1.0 Introduction
Recently, Microsoft has released updates to address multiple vulnerabilities in Microsoft software.
2.0 Impact
An attacker can exploit some of these vulnerabilities to take control of an affected system.
3.0 Affected Products
This release consists of security updates for the following products, features and roles.
- .NET and Visual Studio
- .NET Framework
- 3D Builder
- Azure App Service
- Azure Data Box Gateway
- Azure DevOps
- Azure Machine Learning
- HoloLens
- Internet Storage Name Service
- Microsoft Defender for Endpoint
- Microsoft Defender for IoT
- Microsoft Dynamics
- Microsoft Edge (Chromium-based)
- Microsoft Exchange Server
- Microsoft Graphics Component
- Microsoft Office
- Microsoft Office OneNote
- Microsoft Office Publisher
- Microsoft Office SharePoint
- Microsoft Office Word
- Microsoft PostScript Printer Driver
- Microsoft WDAC OLE DB provider for SQL
- Microsoft Windows Codecs Library
- Power BI
- SQL Server
- Visual Studio
- Windows Active Directory
- Windows ALPC
- Windows Common Log File System Driver
- Windows Cryptographic Services
- Windows Distributed File System (DFS)
- Windows Fax and Scan Service
- Windows HTTP.sys
- Windows Installer
- Windows iSCSI
- Windows Kerberos
- Windows MSHTML Platform
- Windows ODBC Driver
- Windows Protected EAP (PEAP)
- Windows SChannel
- Windows Win32K
4.0 Recommendations
MyCERT encourages users and administrators to review Microsoft’s February 2023 Security Update Guide and Deployment Information and apply the necessary updates.

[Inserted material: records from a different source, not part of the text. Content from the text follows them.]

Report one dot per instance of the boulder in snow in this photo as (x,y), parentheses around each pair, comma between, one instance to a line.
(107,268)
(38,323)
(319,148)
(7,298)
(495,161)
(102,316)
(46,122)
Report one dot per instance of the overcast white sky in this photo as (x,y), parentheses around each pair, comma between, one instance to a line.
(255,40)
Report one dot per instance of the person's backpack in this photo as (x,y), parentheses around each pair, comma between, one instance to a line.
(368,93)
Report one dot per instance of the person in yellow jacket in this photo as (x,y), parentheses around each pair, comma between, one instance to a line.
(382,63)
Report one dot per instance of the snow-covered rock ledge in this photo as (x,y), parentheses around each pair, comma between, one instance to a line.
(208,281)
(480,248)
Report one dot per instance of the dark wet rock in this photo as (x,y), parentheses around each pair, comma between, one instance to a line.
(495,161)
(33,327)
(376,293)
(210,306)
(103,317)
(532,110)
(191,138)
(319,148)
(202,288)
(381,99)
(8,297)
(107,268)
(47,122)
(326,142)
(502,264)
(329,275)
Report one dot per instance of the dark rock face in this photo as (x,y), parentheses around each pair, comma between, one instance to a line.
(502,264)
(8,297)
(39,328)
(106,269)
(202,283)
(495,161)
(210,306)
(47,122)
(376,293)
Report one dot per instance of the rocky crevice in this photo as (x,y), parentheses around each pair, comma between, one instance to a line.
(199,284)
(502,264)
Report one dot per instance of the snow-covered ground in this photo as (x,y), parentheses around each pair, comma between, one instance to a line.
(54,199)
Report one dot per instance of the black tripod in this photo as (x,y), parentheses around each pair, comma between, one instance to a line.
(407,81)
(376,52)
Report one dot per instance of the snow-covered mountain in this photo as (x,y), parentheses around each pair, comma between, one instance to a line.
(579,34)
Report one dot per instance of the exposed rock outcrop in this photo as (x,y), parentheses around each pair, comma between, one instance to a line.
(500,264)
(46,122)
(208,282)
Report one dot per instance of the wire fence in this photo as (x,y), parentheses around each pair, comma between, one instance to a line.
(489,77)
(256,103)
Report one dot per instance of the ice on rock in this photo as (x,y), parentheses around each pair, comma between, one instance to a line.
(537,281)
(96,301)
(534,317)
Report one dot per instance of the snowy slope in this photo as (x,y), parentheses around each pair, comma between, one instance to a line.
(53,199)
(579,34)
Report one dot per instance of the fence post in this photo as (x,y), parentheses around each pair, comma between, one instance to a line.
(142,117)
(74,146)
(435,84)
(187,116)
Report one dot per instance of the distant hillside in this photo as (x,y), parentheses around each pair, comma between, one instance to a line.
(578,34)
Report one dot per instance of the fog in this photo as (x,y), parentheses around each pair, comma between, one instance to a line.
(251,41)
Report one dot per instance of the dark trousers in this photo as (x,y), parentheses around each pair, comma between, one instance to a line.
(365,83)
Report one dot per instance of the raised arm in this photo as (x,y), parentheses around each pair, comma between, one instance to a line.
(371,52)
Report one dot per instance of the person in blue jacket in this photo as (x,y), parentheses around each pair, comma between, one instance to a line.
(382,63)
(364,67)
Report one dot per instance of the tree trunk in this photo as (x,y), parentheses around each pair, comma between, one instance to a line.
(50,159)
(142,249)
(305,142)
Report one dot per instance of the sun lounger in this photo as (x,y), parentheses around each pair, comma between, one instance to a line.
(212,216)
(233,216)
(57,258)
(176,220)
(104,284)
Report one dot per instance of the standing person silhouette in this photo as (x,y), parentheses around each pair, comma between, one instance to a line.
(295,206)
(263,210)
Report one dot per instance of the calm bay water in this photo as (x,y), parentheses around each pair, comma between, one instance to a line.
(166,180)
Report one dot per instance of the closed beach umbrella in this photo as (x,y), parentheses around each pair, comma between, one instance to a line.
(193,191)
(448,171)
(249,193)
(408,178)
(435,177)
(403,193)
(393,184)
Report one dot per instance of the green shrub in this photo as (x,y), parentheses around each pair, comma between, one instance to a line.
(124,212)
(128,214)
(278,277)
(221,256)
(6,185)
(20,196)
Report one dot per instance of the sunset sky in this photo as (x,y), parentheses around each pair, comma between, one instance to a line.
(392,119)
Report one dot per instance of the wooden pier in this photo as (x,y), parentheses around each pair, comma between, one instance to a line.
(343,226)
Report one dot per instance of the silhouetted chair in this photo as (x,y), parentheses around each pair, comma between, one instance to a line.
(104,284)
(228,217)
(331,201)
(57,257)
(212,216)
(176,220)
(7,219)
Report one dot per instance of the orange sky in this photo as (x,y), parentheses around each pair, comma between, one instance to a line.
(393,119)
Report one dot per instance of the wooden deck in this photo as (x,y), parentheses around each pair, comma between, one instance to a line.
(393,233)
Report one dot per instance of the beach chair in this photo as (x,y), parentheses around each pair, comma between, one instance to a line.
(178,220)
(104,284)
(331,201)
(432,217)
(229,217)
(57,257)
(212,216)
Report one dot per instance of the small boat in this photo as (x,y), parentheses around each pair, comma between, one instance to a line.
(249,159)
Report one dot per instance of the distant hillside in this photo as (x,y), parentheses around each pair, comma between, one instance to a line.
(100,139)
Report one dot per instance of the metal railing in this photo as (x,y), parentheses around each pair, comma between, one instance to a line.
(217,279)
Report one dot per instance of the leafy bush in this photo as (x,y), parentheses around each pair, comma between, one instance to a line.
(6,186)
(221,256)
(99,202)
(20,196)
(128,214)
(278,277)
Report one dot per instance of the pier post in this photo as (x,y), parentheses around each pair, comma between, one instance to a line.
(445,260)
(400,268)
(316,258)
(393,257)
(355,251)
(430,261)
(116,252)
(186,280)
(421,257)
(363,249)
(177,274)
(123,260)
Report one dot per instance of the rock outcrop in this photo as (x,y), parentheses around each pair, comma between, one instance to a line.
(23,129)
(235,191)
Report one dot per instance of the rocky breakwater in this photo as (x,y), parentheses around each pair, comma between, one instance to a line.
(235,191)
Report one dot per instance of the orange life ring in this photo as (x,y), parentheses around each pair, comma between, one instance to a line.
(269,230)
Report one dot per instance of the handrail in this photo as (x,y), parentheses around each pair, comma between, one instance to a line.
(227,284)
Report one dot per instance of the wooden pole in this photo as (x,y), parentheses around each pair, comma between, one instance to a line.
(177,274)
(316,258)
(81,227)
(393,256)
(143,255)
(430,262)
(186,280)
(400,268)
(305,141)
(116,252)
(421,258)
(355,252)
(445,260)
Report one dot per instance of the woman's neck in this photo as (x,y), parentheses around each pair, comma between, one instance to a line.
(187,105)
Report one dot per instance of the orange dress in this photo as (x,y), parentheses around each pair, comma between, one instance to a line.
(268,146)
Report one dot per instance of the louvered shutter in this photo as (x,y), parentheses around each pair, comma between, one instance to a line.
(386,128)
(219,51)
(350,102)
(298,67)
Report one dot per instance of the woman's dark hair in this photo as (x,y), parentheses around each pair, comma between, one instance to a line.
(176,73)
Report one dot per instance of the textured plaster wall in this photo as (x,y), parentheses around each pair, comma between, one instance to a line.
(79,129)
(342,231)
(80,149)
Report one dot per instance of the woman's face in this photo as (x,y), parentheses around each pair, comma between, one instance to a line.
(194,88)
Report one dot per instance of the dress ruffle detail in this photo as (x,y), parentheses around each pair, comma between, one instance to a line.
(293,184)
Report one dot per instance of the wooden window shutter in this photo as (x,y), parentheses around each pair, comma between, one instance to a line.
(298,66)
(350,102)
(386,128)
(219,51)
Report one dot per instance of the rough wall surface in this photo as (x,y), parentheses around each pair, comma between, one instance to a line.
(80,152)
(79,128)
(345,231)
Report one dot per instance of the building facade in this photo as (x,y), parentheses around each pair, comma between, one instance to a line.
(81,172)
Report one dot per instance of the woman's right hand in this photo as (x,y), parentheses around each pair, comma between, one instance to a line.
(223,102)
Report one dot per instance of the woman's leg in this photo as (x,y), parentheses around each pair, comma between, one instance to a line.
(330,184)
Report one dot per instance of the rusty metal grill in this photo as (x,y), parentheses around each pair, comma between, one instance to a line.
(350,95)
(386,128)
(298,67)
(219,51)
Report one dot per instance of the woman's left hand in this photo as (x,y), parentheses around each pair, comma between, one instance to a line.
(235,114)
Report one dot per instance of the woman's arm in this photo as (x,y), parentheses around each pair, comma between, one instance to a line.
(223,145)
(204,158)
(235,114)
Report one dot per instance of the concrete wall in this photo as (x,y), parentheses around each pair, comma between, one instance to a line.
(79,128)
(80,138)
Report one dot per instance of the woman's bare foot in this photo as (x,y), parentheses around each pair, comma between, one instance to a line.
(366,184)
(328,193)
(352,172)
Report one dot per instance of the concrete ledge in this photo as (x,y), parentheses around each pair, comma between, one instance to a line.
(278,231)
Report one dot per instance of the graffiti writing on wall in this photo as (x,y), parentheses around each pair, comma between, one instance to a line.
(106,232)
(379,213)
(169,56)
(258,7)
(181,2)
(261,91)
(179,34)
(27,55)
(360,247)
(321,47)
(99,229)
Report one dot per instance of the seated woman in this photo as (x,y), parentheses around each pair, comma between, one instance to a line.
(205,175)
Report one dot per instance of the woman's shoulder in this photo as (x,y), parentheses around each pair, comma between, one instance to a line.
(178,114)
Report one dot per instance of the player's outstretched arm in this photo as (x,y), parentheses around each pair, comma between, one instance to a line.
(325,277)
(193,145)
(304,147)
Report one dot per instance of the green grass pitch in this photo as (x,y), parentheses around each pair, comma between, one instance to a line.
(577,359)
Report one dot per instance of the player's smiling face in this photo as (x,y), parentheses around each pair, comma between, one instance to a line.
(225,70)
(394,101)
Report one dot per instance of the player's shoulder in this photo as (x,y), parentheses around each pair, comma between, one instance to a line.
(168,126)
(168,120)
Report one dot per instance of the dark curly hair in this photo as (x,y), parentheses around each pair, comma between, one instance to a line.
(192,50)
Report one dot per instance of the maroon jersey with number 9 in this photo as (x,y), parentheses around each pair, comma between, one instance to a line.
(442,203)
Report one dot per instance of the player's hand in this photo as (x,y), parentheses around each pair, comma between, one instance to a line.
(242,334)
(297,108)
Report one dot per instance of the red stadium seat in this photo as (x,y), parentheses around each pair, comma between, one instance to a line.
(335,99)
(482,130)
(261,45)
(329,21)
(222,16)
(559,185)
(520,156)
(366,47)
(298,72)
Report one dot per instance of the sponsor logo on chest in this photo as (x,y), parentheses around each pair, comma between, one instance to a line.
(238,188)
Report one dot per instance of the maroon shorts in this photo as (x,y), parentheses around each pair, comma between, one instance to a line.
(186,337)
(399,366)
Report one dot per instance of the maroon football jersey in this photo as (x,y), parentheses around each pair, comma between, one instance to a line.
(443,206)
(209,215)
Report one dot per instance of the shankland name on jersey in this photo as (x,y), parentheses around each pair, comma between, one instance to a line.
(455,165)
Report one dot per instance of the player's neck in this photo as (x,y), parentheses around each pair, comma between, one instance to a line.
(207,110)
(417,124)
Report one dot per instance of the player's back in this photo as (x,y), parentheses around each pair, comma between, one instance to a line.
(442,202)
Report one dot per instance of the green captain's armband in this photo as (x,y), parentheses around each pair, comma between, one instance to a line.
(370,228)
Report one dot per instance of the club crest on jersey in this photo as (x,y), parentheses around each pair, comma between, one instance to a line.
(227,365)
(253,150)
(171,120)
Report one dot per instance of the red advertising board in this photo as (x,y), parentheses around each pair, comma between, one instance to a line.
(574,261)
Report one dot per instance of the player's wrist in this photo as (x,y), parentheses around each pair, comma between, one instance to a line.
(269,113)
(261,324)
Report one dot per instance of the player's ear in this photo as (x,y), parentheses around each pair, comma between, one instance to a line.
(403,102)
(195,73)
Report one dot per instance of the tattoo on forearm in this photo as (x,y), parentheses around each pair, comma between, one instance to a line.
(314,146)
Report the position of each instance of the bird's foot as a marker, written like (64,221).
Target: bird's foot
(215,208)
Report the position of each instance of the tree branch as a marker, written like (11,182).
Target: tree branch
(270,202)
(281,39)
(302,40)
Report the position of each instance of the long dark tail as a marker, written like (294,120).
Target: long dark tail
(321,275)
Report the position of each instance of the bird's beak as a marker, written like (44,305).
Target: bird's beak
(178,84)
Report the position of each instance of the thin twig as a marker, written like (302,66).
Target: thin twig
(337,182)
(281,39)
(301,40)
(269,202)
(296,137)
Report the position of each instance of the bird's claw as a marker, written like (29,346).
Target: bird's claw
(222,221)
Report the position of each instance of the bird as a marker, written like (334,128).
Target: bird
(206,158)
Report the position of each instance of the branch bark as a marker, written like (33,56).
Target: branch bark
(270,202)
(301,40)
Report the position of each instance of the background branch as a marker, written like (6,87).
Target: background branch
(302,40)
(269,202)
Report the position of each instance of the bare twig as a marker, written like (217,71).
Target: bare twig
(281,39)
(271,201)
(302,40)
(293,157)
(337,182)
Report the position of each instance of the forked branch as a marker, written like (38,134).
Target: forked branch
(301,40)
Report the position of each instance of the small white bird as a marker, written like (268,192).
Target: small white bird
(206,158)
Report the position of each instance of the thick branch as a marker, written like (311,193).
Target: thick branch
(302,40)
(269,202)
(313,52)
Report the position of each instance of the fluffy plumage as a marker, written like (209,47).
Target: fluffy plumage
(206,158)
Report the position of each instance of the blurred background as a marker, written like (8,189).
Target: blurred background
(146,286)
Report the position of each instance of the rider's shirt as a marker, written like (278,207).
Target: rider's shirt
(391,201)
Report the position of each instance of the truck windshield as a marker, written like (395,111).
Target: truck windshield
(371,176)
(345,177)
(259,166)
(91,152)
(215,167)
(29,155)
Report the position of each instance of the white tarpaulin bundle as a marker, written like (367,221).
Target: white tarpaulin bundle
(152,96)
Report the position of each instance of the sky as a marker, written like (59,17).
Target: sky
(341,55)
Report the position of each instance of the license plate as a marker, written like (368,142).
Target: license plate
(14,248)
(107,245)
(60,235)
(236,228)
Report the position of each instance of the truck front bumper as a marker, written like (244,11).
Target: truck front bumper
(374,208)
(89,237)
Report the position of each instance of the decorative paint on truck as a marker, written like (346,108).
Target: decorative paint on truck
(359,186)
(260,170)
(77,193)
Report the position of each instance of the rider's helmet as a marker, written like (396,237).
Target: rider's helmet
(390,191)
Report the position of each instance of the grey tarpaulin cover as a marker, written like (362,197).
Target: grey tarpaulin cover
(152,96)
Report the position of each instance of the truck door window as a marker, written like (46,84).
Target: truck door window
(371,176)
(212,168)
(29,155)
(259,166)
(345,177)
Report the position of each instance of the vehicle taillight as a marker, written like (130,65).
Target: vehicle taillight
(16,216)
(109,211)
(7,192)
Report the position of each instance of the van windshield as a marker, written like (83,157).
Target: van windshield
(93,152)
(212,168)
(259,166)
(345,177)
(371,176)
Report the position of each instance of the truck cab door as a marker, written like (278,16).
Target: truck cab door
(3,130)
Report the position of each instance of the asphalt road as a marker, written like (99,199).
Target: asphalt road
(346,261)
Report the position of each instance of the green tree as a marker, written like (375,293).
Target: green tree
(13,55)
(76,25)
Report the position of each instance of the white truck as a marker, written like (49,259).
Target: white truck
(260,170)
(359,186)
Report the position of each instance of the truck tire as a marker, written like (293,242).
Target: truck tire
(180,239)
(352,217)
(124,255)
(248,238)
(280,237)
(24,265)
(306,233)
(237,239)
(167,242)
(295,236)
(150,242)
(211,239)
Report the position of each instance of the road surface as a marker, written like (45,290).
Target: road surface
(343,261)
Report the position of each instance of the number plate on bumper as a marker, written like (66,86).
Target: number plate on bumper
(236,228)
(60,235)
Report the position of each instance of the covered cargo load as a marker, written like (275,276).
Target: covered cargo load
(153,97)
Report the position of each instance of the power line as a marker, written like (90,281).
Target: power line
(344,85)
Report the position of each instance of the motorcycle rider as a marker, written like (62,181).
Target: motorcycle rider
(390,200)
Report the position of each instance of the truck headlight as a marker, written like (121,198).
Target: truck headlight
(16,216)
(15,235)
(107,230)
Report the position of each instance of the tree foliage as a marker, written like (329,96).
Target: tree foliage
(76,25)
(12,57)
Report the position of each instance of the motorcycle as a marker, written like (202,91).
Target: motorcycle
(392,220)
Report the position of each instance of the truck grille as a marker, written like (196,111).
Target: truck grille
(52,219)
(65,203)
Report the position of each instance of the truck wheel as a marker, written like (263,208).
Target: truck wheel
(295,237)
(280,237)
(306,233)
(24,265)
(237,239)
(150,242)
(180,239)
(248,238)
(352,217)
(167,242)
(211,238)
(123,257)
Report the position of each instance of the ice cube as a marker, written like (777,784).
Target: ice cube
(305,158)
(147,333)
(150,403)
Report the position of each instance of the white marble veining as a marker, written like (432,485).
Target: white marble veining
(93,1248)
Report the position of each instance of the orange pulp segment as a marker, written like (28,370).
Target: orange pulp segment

- February 2023 Security Update Guide – https://msrc.microsoft.com/update-guide/releaseNote/2023-Feb
- Deployment Information – https://msrc.microsoft.com/update-guide/deployments
Generally, MyCERT advises the users of this devices to be updated with the latest security announcements by the vendor and follow best practice security policies to determine which updates should be applied.